The potential dangers of connected and driverless cars have been put into the spotlight by a team of hackers that took remote control of a Tesla Model S while it was moving.
Now, before we go any further, it's worth pointing out that the hackers (a research team from China's Keen Security Lab), have worked closely with Tesla to patch the vulnerability already.
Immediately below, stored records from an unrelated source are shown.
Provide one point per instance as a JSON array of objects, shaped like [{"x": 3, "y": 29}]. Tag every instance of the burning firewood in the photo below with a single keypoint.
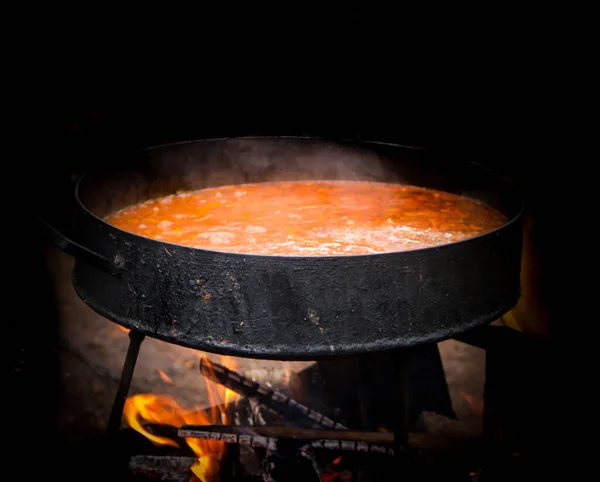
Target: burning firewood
[
  {"x": 273, "y": 400},
  {"x": 269, "y": 437}
]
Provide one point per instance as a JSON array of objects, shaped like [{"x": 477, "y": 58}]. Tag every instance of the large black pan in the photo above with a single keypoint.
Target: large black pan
[{"x": 290, "y": 307}]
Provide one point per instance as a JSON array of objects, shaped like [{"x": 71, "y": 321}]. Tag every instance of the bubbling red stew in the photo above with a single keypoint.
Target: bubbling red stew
[{"x": 310, "y": 218}]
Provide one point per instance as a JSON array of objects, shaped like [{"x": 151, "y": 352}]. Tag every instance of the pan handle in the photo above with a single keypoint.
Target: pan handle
[{"x": 112, "y": 266}]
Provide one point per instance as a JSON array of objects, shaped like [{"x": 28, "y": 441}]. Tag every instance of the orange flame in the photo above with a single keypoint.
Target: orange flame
[{"x": 163, "y": 409}]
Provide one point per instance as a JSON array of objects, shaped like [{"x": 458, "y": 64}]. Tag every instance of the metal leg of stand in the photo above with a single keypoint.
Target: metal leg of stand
[
  {"x": 402, "y": 403},
  {"x": 135, "y": 340}
]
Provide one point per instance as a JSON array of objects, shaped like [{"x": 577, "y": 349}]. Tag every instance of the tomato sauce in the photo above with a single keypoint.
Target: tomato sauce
[{"x": 310, "y": 218}]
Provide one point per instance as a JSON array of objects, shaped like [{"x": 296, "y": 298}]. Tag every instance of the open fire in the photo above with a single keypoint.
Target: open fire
[{"x": 143, "y": 409}]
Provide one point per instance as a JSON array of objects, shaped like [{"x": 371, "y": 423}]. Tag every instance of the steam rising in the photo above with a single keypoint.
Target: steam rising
[
  {"x": 195, "y": 165},
  {"x": 238, "y": 161}
]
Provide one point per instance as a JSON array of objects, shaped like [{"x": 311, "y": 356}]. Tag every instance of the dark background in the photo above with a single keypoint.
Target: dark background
[{"x": 481, "y": 94}]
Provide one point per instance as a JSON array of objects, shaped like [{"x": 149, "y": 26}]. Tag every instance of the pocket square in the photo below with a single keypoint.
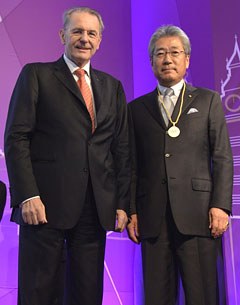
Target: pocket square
[{"x": 192, "y": 110}]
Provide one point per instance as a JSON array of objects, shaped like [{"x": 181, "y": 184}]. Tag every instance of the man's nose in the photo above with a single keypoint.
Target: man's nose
[{"x": 84, "y": 36}]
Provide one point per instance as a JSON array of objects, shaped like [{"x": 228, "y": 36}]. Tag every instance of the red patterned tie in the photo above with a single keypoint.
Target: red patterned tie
[{"x": 86, "y": 93}]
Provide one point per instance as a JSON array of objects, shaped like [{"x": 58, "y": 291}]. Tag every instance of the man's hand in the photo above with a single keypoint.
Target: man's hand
[
  {"x": 132, "y": 229},
  {"x": 33, "y": 212},
  {"x": 121, "y": 220},
  {"x": 218, "y": 221}
]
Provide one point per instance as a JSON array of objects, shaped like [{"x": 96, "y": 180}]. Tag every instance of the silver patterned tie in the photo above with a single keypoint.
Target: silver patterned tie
[{"x": 168, "y": 103}]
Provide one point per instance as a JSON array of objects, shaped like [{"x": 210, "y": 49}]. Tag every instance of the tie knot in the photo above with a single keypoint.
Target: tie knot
[
  {"x": 80, "y": 72},
  {"x": 168, "y": 92}
]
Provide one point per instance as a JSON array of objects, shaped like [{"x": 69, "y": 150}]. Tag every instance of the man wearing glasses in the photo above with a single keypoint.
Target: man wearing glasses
[{"x": 182, "y": 177}]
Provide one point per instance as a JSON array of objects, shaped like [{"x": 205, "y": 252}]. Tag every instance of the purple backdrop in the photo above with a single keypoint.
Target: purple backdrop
[{"x": 29, "y": 32}]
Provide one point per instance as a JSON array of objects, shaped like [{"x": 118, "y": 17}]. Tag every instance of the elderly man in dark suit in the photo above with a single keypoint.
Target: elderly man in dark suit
[
  {"x": 67, "y": 154},
  {"x": 182, "y": 177}
]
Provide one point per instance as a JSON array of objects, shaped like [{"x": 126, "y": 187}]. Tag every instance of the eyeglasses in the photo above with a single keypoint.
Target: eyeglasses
[{"x": 163, "y": 53}]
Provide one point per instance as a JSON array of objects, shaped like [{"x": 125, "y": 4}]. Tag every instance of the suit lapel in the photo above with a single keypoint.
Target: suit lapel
[
  {"x": 62, "y": 72},
  {"x": 151, "y": 103},
  {"x": 188, "y": 98}
]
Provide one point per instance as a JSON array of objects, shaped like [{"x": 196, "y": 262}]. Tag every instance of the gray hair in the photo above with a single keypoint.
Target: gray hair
[
  {"x": 67, "y": 14},
  {"x": 166, "y": 31}
]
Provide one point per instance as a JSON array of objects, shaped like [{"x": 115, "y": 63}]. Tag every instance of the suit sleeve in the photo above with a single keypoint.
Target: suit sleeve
[
  {"x": 121, "y": 151},
  {"x": 222, "y": 161},
  {"x": 133, "y": 184},
  {"x": 18, "y": 132}
]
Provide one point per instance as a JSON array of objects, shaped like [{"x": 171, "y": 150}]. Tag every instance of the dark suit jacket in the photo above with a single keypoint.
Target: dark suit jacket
[
  {"x": 3, "y": 196},
  {"x": 193, "y": 171},
  {"x": 50, "y": 150}
]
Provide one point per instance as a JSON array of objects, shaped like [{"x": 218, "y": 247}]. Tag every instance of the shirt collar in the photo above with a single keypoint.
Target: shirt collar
[
  {"x": 73, "y": 67},
  {"x": 176, "y": 88}
]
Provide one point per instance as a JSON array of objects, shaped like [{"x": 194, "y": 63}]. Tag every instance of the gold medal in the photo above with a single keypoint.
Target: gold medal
[{"x": 173, "y": 131}]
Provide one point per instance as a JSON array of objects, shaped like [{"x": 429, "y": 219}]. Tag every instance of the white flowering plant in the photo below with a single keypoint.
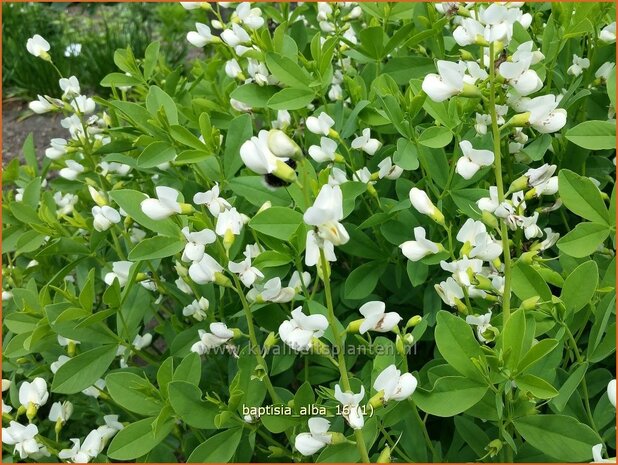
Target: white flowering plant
[{"x": 350, "y": 232}]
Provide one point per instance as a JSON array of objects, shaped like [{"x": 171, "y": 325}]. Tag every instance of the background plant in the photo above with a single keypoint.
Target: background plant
[{"x": 335, "y": 197}]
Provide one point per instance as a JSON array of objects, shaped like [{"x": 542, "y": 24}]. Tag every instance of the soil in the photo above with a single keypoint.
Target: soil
[{"x": 15, "y": 130}]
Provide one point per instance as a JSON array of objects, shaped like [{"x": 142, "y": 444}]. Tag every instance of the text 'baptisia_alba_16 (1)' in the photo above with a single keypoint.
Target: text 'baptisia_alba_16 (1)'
[{"x": 339, "y": 232}]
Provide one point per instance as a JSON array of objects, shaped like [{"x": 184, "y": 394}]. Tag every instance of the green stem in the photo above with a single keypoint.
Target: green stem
[
  {"x": 343, "y": 370},
  {"x": 254, "y": 344},
  {"x": 506, "y": 300}
]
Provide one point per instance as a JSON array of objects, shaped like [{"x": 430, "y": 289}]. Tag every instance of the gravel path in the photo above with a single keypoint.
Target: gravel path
[{"x": 15, "y": 131}]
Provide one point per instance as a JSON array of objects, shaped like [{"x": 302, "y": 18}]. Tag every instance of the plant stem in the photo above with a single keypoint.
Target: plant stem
[
  {"x": 343, "y": 370},
  {"x": 506, "y": 299},
  {"x": 254, "y": 344}
]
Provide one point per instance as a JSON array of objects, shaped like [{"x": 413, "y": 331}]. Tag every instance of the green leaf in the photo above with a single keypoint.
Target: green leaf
[
  {"x": 536, "y": 353},
  {"x": 593, "y": 135},
  {"x": 569, "y": 386},
  {"x": 435, "y": 137},
  {"x": 457, "y": 344},
  {"x": 583, "y": 240},
  {"x": 527, "y": 283},
  {"x": 156, "y": 154},
  {"x": 291, "y": 99},
  {"x": 582, "y": 197},
  {"x": 559, "y": 436},
  {"x": 287, "y": 71},
  {"x": 219, "y": 448},
  {"x": 580, "y": 286},
  {"x": 156, "y": 247},
  {"x": 157, "y": 98},
  {"x": 279, "y": 222},
  {"x": 190, "y": 369},
  {"x": 130, "y": 201},
  {"x": 138, "y": 439},
  {"x": 538, "y": 387},
  {"x": 253, "y": 95},
  {"x": 450, "y": 396},
  {"x": 130, "y": 391},
  {"x": 186, "y": 400},
  {"x": 239, "y": 131},
  {"x": 83, "y": 370},
  {"x": 362, "y": 281}
]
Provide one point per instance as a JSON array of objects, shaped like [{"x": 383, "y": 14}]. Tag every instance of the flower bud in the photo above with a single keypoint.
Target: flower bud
[
  {"x": 385, "y": 455},
  {"x": 415, "y": 320},
  {"x": 354, "y": 326}
]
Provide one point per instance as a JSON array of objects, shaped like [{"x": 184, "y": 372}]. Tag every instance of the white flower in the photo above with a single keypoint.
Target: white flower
[
  {"x": 482, "y": 323},
  {"x": 296, "y": 283},
  {"x": 250, "y": 17},
  {"x": 72, "y": 170},
  {"x": 34, "y": 393},
  {"x": 366, "y": 143},
  {"x": 351, "y": 409},
  {"x": 528, "y": 224},
  {"x": 449, "y": 291},
  {"x": 69, "y": 86},
  {"x": 518, "y": 74},
  {"x": 201, "y": 37},
  {"x": 376, "y": 318},
  {"x": 211, "y": 199},
  {"x": 605, "y": 70},
  {"x": 73, "y": 50},
  {"x": 203, "y": 271},
  {"x": 229, "y": 221},
  {"x": 545, "y": 117},
  {"x": 61, "y": 411},
  {"x": 607, "y": 34},
  {"x": 83, "y": 452},
  {"x": 298, "y": 332},
  {"x": 120, "y": 271},
  {"x": 219, "y": 334},
  {"x": 597, "y": 456},
  {"x": 317, "y": 437},
  {"x": 611, "y": 392},
  {"x": 235, "y": 36},
  {"x": 248, "y": 274},
  {"x": 325, "y": 214},
  {"x": 42, "y": 105},
  {"x": 394, "y": 385},
  {"x": 104, "y": 217},
  {"x": 232, "y": 69},
  {"x": 197, "y": 309},
  {"x": 419, "y": 248},
  {"x": 313, "y": 245},
  {"x": 65, "y": 203},
  {"x": 472, "y": 160},
  {"x": 38, "y": 47},
  {"x": 141, "y": 342},
  {"x": 446, "y": 84},
  {"x": 24, "y": 439},
  {"x": 83, "y": 104},
  {"x": 283, "y": 120},
  {"x": 325, "y": 151},
  {"x": 320, "y": 125},
  {"x": 196, "y": 243},
  {"x": 58, "y": 149},
  {"x": 578, "y": 66},
  {"x": 165, "y": 205},
  {"x": 258, "y": 157},
  {"x": 388, "y": 170}
]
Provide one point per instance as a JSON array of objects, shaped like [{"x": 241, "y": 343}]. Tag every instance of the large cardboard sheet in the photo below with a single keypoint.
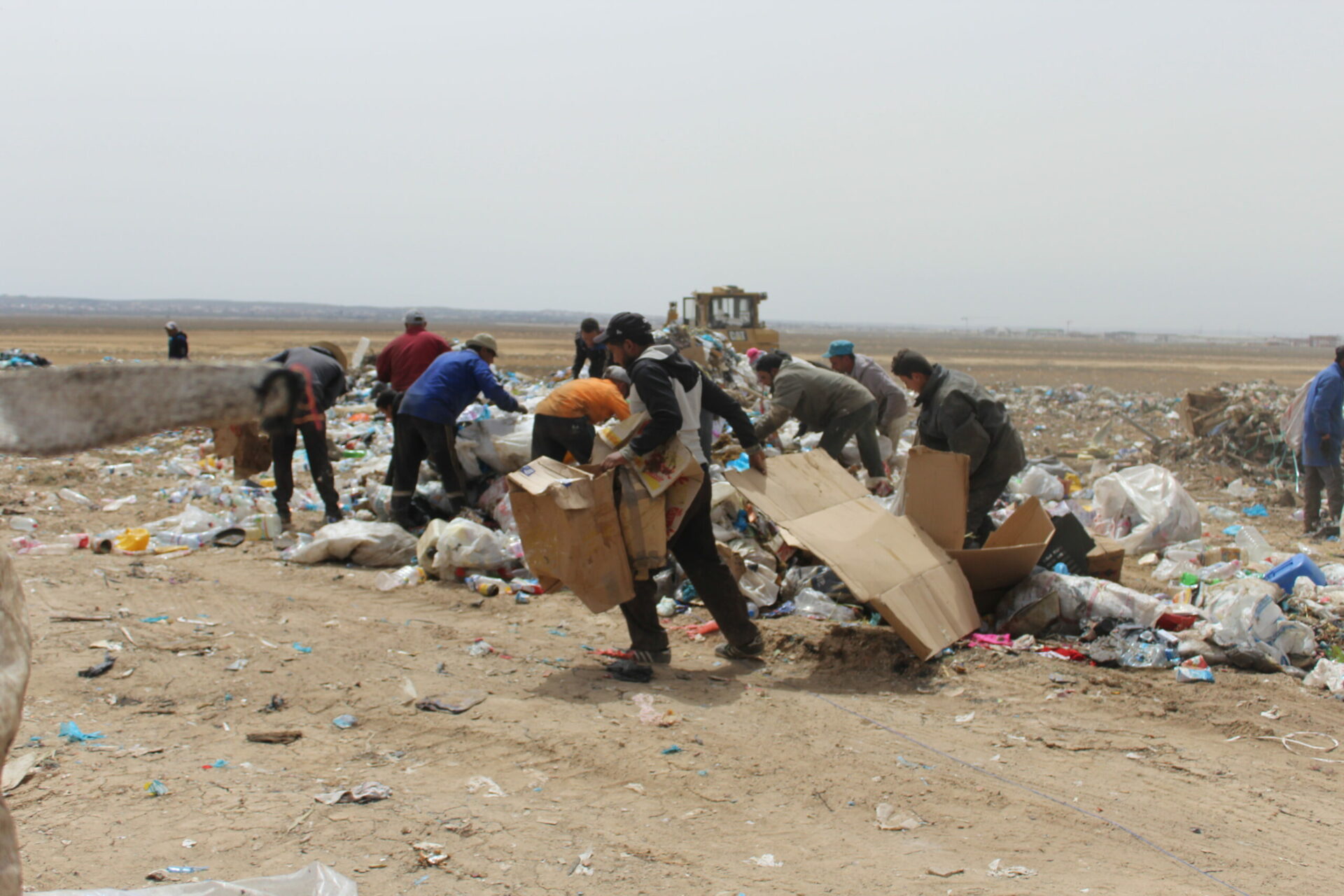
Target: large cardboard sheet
[
  {"x": 570, "y": 530},
  {"x": 937, "y": 488},
  {"x": 885, "y": 559}
]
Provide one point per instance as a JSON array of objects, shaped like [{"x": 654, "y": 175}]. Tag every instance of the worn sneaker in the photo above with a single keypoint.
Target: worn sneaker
[
  {"x": 650, "y": 657},
  {"x": 752, "y": 650}
]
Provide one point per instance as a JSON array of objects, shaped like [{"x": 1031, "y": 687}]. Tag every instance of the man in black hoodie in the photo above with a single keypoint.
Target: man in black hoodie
[
  {"x": 323, "y": 368},
  {"x": 673, "y": 390}
]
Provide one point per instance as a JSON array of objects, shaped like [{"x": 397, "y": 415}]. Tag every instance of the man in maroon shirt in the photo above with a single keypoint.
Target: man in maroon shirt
[{"x": 405, "y": 358}]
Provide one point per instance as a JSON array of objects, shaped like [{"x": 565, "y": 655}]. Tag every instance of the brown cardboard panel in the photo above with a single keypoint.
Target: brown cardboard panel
[
  {"x": 885, "y": 559},
  {"x": 1011, "y": 552},
  {"x": 570, "y": 530},
  {"x": 937, "y": 488}
]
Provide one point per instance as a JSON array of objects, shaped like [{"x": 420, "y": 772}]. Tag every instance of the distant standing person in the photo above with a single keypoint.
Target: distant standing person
[
  {"x": 402, "y": 360},
  {"x": 588, "y": 351},
  {"x": 323, "y": 368},
  {"x": 958, "y": 414},
  {"x": 822, "y": 400},
  {"x": 1323, "y": 433},
  {"x": 892, "y": 407},
  {"x": 178, "y": 349},
  {"x": 426, "y": 422},
  {"x": 566, "y": 419}
]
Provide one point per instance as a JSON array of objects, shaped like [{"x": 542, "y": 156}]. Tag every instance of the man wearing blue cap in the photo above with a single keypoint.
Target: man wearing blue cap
[{"x": 892, "y": 407}]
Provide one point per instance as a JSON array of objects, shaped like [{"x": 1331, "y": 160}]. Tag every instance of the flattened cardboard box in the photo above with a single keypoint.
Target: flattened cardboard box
[
  {"x": 885, "y": 559},
  {"x": 571, "y": 532},
  {"x": 937, "y": 488}
]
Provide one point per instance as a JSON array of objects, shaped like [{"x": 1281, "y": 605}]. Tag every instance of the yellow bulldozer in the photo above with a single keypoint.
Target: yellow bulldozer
[{"x": 729, "y": 311}]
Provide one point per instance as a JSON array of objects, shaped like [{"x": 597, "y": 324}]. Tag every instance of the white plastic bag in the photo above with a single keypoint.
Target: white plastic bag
[
  {"x": 758, "y": 586},
  {"x": 1328, "y": 675},
  {"x": 1291, "y": 422},
  {"x": 463, "y": 543},
  {"x": 370, "y": 545},
  {"x": 1249, "y": 618},
  {"x": 1040, "y": 484},
  {"x": 1159, "y": 510},
  {"x": 314, "y": 880}
]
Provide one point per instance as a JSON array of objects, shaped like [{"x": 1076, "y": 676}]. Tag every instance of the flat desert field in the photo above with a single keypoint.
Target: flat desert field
[
  {"x": 537, "y": 348},
  {"x": 996, "y": 773}
]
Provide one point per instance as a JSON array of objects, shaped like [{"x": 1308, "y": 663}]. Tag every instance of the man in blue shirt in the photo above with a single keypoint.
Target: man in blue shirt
[
  {"x": 426, "y": 422},
  {"x": 1323, "y": 431}
]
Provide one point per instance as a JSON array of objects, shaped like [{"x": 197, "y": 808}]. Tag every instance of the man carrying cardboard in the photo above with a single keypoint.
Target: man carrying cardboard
[
  {"x": 822, "y": 400},
  {"x": 892, "y": 407},
  {"x": 1323, "y": 430},
  {"x": 672, "y": 391},
  {"x": 958, "y": 414},
  {"x": 566, "y": 418}
]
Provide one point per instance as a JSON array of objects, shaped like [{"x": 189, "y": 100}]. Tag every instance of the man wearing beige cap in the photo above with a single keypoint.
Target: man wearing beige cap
[{"x": 426, "y": 424}]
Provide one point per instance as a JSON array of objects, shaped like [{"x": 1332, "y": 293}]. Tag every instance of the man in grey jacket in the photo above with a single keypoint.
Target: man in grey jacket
[
  {"x": 823, "y": 400},
  {"x": 892, "y": 407},
  {"x": 958, "y": 414}
]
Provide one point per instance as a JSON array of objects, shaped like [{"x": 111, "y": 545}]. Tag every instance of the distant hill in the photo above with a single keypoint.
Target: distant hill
[{"x": 203, "y": 308}]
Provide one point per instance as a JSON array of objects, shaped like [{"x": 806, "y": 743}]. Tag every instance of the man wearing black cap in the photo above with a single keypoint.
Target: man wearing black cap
[
  {"x": 589, "y": 349},
  {"x": 672, "y": 391}
]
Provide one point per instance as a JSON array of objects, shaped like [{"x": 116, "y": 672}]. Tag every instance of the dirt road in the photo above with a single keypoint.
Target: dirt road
[{"x": 996, "y": 755}]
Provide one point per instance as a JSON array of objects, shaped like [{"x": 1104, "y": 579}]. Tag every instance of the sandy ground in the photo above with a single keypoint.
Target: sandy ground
[{"x": 1018, "y": 758}]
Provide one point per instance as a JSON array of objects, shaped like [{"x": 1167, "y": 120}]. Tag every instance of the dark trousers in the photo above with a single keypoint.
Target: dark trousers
[
  {"x": 553, "y": 437},
  {"x": 315, "y": 445},
  {"x": 1313, "y": 480},
  {"x": 980, "y": 501},
  {"x": 417, "y": 440},
  {"x": 692, "y": 546},
  {"x": 863, "y": 426}
]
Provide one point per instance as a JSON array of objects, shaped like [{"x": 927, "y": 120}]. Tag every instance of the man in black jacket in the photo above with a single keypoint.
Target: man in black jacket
[
  {"x": 958, "y": 414},
  {"x": 673, "y": 390},
  {"x": 589, "y": 348},
  {"x": 323, "y": 368}
]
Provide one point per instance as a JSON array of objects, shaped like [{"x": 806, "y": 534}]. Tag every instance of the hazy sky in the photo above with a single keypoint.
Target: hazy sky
[{"x": 1114, "y": 164}]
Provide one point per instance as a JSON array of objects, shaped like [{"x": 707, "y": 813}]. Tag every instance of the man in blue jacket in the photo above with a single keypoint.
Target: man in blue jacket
[
  {"x": 1323, "y": 431},
  {"x": 426, "y": 424}
]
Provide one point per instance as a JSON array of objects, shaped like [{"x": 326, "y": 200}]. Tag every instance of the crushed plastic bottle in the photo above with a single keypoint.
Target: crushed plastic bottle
[
  {"x": 811, "y": 602},
  {"x": 388, "y": 580},
  {"x": 1253, "y": 545}
]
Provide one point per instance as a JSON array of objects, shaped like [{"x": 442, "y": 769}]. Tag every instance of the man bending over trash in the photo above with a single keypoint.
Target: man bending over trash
[
  {"x": 566, "y": 418},
  {"x": 958, "y": 414},
  {"x": 673, "y": 390},
  {"x": 823, "y": 400},
  {"x": 426, "y": 424},
  {"x": 323, "y": 368}
]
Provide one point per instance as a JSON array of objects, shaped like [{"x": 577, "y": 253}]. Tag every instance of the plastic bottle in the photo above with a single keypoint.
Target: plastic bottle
[
  {"x": 390, "y": 580},
  {"x": 70, "y": 495},
  {"x": 484, "y": 584},
  {"x": 74, "y": 539},
  {"x": 811, "y": 602},
  {"x": 1253, "y": 545}
]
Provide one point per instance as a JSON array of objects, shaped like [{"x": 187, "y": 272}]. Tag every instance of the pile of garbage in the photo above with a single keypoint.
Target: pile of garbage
[{"x": 1237, "y": 425}]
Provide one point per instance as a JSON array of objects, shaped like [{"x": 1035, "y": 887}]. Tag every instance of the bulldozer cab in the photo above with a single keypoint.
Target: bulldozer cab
[{"x": 733, "y": 312}]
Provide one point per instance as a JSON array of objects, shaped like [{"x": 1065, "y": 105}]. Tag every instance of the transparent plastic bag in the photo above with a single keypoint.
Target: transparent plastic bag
[
  {"x": 1159, "y": 511},
  {"x": 371, "y": 545},
  {"x": 314, "y": 880}
]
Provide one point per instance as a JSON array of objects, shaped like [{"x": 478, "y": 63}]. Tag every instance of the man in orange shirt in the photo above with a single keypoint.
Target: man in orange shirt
[{"x": 566, "y": 418}]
But it does throw into relief the new security issues that networked cars face.
By connecting the car to a dodgy Wi-Fi hotspot, the Keen team were able to exploit the car's dashboard web browser, giving them control of everything from the sun roof and entertainment system to, most worryingly, the car's brakes.
Bringing new meaning to remote control cars
The hackers didn't even have to be nearby to pull off the attack, instead gaining access to the car from 12 miles away.
You can see the team discussing what they pulled off in the video below:
Tesla patched the problem within 10 days of being notified, and stated that the conditions needed to pull it off were so narrow that Tesla owners need not panic.
"The issue demonstrated is only triggered when the web browser is used, and also required the car to be physically near to and connected to a malicious wifi hotspot," Tesla said in a statement.
"Our realistic estimate is that the risk to our customers was very low, but this did not stop us from responding quickly."
It's reassuring to see Tesla take a pro-active approach in partnering up with the research team, which will hopefully help prevent any future nasty hacks of this nature from occurring. Still, it doesn't bear thinking about what could have happened should this exploit have been discovered by a more nefarious group first.